In cohort B, 358 inoperable patients with severe symptomatic aortic stenosis and NYHA class II or greater heart failure symptoms were randomized to TAVR with the Edwards Sapien balloon-expandable transcatheter heart valve or medical therapy.28 The mean STS PROM in this inoperable cohort B population was 11.6%, which was lower than that noted in the high-risk cohort A population, in whom the mean STS PROM was 11.8%. This has been attributed to the inclusion of patients with features that affect overall surgical outcomes but are not captured by the STS score, such as patients with porcelain aorta (12.1%), chest wall deformity or radiation (13.1%), oxygen dependency (23.5%), and frailty (23.1%). Despite the similar STS score, however, the overall outcome in the TAVR arm in regard to mortality was worse in cohort B as compared to cohort A, confirming a higher risk population in cohort B. The primary outcome of all-cause death had occurred in 30.7% of the TAVR group as compared with 50.7% in the medical care arm at 1 year (HR, 0.55; 95% CI, 0.40-0.74; P <.001). This difference in mortality occurred despite 83.8% of patients in the medical care arm having balloon aortic valvuloplasty (BAV).
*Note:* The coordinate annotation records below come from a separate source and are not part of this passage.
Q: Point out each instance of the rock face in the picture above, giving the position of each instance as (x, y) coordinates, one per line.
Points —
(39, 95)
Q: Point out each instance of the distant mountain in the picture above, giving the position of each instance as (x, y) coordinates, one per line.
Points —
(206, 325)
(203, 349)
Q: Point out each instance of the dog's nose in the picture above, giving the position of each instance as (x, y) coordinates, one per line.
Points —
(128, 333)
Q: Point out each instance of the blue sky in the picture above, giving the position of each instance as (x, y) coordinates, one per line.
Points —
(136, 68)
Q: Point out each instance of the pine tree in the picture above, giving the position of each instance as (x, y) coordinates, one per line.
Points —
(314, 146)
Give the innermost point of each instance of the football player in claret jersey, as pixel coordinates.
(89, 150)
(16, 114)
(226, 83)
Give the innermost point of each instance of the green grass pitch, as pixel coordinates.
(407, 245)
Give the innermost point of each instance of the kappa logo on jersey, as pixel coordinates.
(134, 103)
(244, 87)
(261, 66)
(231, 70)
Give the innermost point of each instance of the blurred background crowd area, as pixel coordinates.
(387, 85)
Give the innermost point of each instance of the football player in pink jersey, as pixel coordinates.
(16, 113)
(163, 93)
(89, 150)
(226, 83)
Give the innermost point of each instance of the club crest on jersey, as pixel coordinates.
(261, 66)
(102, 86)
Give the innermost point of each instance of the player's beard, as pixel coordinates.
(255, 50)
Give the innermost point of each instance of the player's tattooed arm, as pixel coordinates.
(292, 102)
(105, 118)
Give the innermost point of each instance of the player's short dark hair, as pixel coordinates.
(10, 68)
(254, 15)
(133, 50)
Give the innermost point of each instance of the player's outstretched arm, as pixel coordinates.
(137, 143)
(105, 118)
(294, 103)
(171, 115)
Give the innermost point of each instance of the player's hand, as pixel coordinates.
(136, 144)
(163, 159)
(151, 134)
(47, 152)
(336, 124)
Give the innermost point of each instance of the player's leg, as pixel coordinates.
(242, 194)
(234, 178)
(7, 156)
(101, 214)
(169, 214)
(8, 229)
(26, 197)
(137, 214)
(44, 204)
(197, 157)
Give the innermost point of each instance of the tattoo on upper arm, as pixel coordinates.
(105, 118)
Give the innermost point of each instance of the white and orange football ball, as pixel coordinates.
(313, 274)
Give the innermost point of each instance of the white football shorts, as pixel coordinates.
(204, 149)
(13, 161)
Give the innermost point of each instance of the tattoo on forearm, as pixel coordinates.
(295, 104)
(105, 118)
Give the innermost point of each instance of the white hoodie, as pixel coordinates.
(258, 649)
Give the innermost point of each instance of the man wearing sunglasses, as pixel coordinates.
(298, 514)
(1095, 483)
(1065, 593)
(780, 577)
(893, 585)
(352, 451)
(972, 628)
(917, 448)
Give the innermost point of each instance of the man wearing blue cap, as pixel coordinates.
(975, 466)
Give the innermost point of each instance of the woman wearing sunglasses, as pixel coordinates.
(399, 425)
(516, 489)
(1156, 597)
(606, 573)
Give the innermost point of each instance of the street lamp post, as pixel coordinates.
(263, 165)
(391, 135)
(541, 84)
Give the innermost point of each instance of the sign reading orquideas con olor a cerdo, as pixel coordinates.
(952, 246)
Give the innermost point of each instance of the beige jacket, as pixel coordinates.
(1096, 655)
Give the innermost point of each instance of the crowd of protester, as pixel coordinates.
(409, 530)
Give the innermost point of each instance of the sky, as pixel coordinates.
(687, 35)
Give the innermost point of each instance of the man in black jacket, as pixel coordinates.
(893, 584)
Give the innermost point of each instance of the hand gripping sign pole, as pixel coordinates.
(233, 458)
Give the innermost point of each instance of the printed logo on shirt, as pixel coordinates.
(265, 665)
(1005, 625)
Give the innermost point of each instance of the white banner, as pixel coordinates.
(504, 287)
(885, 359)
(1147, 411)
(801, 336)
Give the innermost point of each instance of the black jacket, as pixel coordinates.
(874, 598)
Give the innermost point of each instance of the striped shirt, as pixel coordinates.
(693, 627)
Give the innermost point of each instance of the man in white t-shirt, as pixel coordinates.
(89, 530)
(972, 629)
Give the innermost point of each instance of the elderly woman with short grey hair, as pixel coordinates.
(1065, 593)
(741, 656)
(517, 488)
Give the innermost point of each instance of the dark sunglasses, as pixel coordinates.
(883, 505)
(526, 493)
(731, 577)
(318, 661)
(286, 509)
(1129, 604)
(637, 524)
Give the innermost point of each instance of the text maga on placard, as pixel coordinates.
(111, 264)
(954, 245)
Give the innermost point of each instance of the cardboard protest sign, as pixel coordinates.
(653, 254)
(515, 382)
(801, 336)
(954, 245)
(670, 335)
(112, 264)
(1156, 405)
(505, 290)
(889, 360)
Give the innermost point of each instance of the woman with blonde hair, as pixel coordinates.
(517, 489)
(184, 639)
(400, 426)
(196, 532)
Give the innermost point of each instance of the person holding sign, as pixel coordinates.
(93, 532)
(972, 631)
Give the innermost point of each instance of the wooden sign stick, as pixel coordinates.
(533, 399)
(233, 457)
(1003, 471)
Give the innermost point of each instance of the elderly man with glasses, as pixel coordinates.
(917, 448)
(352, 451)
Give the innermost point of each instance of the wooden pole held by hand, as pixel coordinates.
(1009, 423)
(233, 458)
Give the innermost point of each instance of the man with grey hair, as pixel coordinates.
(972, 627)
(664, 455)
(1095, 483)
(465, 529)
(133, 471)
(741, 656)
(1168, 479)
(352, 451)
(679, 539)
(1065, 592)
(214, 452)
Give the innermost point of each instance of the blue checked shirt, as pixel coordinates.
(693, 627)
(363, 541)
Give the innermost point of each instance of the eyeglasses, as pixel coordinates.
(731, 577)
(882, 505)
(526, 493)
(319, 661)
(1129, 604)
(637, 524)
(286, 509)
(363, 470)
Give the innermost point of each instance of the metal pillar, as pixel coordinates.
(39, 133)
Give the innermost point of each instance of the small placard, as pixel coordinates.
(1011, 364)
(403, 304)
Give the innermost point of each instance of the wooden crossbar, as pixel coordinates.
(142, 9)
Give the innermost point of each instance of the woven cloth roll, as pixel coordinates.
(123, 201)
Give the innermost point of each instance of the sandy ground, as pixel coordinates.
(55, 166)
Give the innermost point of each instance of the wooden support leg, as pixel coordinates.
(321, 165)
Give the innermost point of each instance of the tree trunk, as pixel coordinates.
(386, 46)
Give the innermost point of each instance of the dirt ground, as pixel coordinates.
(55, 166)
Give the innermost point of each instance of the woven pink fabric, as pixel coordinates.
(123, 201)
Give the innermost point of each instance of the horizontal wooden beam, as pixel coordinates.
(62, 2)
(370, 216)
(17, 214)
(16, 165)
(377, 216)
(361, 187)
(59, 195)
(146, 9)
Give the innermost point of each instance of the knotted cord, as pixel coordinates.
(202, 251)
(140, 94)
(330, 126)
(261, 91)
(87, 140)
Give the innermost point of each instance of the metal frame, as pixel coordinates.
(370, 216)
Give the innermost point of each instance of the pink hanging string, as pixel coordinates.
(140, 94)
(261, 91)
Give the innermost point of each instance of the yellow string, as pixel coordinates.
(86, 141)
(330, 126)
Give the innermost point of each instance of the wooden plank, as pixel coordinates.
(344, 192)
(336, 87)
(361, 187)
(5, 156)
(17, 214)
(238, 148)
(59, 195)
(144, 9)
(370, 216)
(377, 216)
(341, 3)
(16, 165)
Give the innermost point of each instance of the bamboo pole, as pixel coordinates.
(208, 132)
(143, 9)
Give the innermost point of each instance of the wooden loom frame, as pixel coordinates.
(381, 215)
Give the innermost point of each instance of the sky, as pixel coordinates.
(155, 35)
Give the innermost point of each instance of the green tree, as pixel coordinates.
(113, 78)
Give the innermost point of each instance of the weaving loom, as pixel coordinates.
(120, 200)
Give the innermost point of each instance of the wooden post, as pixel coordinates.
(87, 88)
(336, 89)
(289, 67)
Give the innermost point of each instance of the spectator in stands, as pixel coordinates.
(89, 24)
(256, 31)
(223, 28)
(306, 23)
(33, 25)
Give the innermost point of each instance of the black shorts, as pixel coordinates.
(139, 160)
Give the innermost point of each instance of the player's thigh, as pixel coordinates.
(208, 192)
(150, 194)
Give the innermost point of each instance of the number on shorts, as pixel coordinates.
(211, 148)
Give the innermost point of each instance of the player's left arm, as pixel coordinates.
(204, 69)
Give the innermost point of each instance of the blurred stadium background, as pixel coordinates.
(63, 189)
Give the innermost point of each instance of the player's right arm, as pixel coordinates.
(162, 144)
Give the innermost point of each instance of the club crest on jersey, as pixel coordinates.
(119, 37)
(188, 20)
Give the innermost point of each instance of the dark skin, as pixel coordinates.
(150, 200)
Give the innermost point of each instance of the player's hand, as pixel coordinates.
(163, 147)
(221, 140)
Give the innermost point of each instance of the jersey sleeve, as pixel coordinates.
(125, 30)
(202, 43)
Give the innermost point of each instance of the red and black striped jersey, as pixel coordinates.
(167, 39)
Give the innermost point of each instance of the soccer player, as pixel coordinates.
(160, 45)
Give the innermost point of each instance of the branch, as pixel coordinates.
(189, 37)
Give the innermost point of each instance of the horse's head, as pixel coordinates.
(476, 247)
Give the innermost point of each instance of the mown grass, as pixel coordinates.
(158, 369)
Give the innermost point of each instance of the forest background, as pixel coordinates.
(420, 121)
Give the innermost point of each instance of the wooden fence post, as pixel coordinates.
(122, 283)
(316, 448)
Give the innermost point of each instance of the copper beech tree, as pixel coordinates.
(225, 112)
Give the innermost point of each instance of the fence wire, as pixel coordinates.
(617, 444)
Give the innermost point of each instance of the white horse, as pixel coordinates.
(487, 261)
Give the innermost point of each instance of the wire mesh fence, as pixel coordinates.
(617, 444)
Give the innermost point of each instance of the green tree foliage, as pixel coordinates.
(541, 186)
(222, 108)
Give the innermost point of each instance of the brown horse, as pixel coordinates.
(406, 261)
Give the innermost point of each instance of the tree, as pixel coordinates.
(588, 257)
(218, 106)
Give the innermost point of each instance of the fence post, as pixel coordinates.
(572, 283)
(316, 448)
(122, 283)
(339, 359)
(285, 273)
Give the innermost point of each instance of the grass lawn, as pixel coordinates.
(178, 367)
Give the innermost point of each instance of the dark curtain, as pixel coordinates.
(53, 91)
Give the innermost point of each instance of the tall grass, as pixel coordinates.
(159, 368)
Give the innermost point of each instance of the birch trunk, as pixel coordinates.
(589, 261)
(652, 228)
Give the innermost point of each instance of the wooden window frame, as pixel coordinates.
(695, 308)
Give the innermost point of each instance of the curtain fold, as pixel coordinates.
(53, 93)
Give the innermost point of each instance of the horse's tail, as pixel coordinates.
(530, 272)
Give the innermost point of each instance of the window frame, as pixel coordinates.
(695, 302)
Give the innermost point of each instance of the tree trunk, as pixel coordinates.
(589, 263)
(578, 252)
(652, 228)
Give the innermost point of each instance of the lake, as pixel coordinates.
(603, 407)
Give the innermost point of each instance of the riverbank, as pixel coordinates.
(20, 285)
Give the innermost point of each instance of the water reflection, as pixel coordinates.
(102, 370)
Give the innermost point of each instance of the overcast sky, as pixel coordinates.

Similar survival advantages were seen at 3 years in cohort B, with a survival of 46% in the TAVR arm and 19% in the medical therapy arm.29 However, the trial did show an increased risk of stroke (5% vs. 1.1%, P = .06) and vascular complications (16.2% vs. 1.1%, P <.001) in the TAVR arm compared with standard of care.28 A subgroup analysis of patients with an STS PROM of >15% in cohort B demonstrated no difference in mortality at 1 year, although the overall PARTNER trial demonstrated a clear mortality benefit of TAVR over medical therapy in inoperable patients with severe symptomatic aortic stenosis.28
The US PIVOTAL CoreValve trial randomized 795 high-risk patients with severe symptomatic aortic stenosis to TAVR with the Medtronic (Minneapolis, MN) self-expanding CoreValve heart valve or SAVR, with all-cause mortality as the primary outcome. In both an as-treated and an intent-to-treat analysis, TAVR fared better then SAVR, with a risk of all-cause mortality at 1 year of 14.2% versus 19.1% (P <.001 for noninferiority and P = .04 for superiority).30 Unlike the PARTNER trial, there was no statistically significant difference in risk of stroke; however, major vascular complications (5.9% vs. 1.7%, P = .003) and need for pacemaker implantation (19.8% vs. 7.1%, P <.001) were more common in the TAVR group. Despite these adverse events, the high-risk group of the PIVOTAL trial was the first to demonstrate a potential survival advantage to TAVR in a high-risk patient population. It is notable that unlike the PARTNER trial, risk was not driven by STS PROM score but rather by surgeon consensus. This resulted in a lower mean STS PROM score in this high-risk cohort (7.4%) as compared to the mean STS PROM score of 11.8% in cohort A of the PARTNER trial.